Welcome to the Buffalo Coulee Ranch where history has made a full circle. Nestled along the Missouri River is the Buffalo Coulee Creek where it is said Lewis and Clark made way to discovery. Years past this coulee once had bison and we have revived it with bringing back the bison yet to again roam this land. With years of heritage in this ranch being homestead 100 plus years ago, this family run bison operation of 20 years hopes to keep this history alive.
Established in 1904 by Phillip Kesselring, who homesteaded here after he migrated from Russia to start a new life on the prairie. The first building on the farm was a small wood building which homed both Phillip and his wife Johanna on one half of the building while the other half was reserved for the horses. With nothing but an old wood burning stove in the corner for heat they lived in that small building, which is still used today on the ranch, until their home was built.
Phillip was a excellent craftsman and soon a barn was built along with a hog barn and a grainery. As the story goes, when the barn was being built he and a fellow hand had taken the horse and wagon team to town for supplies and by the time they returned a tornado had gone through and blew the barn down. Without much delay work resumed and the barn was put back up and as time went on there was a north and south lean attached to it. To this date the barn and other buildings built by Phillip still stand.
With life on the prairie having many challenges, Phillip and his family built there life with Phillip being a carpenter. It is said that Phillip built two doors on the barn one in the front and one in the back to let the bison pass through it. I often wonder if that tale is true as its hard to imagine times back when the bison roamed wild and free on this land. He worked real hard and it is said he built some of the structures in the area for other folks.
Phillip and Johanna had five children. Two daughters and three sons with the youngest son Harry who stayed on the farmstead working with Phillip and was the next generation to run the family farm. Small grains, a few dairy cows, pigs, sheep and chickens the family farm would continue. Harry met and married Adele later in his life at the age of 30 they had three children of there own and in 1973 the eldest daughter Coleen and her husband Tom came back to help on the farm and continue on the tradition in keeping the heritage alive that was started.

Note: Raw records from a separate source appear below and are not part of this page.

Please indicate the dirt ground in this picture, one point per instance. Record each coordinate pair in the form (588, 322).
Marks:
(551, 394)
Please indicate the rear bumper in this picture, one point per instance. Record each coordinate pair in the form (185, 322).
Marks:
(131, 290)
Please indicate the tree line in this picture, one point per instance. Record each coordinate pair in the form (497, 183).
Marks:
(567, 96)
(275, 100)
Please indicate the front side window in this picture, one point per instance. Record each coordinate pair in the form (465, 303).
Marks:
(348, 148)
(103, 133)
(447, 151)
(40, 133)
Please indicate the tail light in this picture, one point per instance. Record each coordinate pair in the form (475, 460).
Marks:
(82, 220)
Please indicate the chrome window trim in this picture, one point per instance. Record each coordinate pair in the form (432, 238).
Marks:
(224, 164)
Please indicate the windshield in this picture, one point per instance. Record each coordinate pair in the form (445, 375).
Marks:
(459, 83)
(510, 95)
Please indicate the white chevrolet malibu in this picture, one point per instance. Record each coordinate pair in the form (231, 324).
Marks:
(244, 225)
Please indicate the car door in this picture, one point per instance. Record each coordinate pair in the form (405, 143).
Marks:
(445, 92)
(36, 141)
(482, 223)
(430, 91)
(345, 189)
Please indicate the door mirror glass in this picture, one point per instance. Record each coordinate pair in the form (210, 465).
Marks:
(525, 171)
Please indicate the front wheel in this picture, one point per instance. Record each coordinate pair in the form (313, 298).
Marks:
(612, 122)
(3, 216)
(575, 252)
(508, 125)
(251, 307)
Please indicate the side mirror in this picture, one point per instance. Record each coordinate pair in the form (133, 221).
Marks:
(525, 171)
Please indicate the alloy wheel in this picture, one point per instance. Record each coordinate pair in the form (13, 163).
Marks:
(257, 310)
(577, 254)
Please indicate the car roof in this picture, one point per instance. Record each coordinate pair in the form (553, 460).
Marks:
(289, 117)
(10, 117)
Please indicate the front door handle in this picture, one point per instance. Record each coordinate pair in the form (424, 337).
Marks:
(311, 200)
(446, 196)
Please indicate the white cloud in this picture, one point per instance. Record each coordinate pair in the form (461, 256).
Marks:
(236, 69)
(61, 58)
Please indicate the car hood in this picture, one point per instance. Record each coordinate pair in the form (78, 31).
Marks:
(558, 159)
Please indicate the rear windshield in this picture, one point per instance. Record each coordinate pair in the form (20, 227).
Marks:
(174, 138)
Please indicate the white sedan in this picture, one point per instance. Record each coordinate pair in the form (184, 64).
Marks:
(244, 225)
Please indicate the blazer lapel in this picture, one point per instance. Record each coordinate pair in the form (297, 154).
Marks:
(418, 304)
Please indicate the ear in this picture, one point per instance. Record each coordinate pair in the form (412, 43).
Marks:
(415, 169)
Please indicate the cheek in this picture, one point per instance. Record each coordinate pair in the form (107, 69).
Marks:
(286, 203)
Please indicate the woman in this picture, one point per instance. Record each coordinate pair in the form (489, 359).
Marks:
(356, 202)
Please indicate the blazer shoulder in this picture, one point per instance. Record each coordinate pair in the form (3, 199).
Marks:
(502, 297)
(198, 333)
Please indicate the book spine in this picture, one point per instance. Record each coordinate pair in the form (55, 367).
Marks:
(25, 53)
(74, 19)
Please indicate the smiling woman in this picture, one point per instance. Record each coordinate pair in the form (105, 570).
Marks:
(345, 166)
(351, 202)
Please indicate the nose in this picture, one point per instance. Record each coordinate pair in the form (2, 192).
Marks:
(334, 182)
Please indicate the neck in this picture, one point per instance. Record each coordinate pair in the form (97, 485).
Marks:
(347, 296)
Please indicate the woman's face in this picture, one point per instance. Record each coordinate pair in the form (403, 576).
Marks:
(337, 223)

Moving their family of 4 from Jamestown ND they started out farming in small grains, corn and sunflowers also raising herford cattle. It wasn’t until 1999 when Coleen thought it would be a neat idea to reintroduce bison to the land and in 2014 Ruth, there eldest and her husband moved back home to help at the ranch. At any one time there are up to 200 American Bison on the land. With dedication and hard work this ranch of 4 generations is keeping this history alive of what once was.